Metabolism constantly maintains a flux of energy and matter that is vital to cells, so scientists speculated that thermodynamics imposes fundamental constraints on life's ability to sustain itself. Thermodynamics states that, first, energy can only change form, not be created or destroyed. Second, whenever energy is utilized, part of it must be wasted—degraded to a form that cannot be used anymore. This means that organisms must be careful: they need to expend energy to grow, but if they waste too much, they may be left without it.
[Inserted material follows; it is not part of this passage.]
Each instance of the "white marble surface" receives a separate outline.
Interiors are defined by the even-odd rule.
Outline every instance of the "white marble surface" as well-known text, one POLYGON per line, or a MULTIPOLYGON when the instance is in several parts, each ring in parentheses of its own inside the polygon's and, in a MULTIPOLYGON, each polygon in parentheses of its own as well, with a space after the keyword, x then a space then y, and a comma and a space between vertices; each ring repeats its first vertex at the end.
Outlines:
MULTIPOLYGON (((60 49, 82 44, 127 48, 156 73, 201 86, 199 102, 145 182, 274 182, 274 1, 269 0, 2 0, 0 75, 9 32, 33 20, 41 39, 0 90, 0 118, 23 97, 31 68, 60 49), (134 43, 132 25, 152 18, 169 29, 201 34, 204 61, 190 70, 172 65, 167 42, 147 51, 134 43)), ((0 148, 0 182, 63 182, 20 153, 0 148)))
However, how organisms utilize energy to grow and how growth is constrained by thermodynamics remain largely unknown.

Researchers in the group of Jonathan Rodenfels at the Max Planck Institute of Molecular Cell Biology and Genetics (MPI-CBG) in Dresden, Germany, and in the group of Pablo Sartori at the Gulbenkian Institute for Molecular Medicine in Oeiras, Portugal, sought to understand how the laws of thermodynamics influence cellular growth. The team realized that a black-box type of approach might be the key to solving this problem. This approach—common in bioengineering—allows researchers to work with minimal information. It cannot describe how energy is processed inside the cell, but it enables us to calculate how much energy is wasted.

Tommaso Cossetto, the lead author of the study and a former postdoctoral researcher in the Rodenfels and Sartori groups, explains, “We applied this method to a large set of data from many different published studies and used it to quantify how much energy is dissipated or wasted by microbes as they grow. We then used nonequilibrium thermodynamics—a theory from physics—to analyze this data.”

Their study, published in Nature Communications, identifies two thermodynamic rules governing the growth and energy utilization of single-celled organisms, including archaea, bacteria, and yeast. Different types of microorganisms waste about the same amount of energy to grow a unit of biomass. This is the case whether they use oxygen, inorganic molecules, or fermentation as a metabolic strategy to grow. As a second rule, however, the team found that the use of oxygen requires more energy to produce biomass. This makes aerobic respiration, the process by which a cell uses oxygen to grow, a more efficient way for cells to grow than anaerobic respiration or fermentation, as the energy wasted is a smaller proportion of the energy required.

“Our two empirical rules constitute a long-sought-after connection between metabolism and thermodynamics,” say Jonathan Rodenfels and Pablo Sartori, who oversaw the study. “We found that there are fundamental limits to how cells can grow and function. Our findings are based on observations and data, but we don't yet understand the molecular and mechanistic reasons behind these limits. Further research will help us understand how cells work and how they can be improved or optimized.”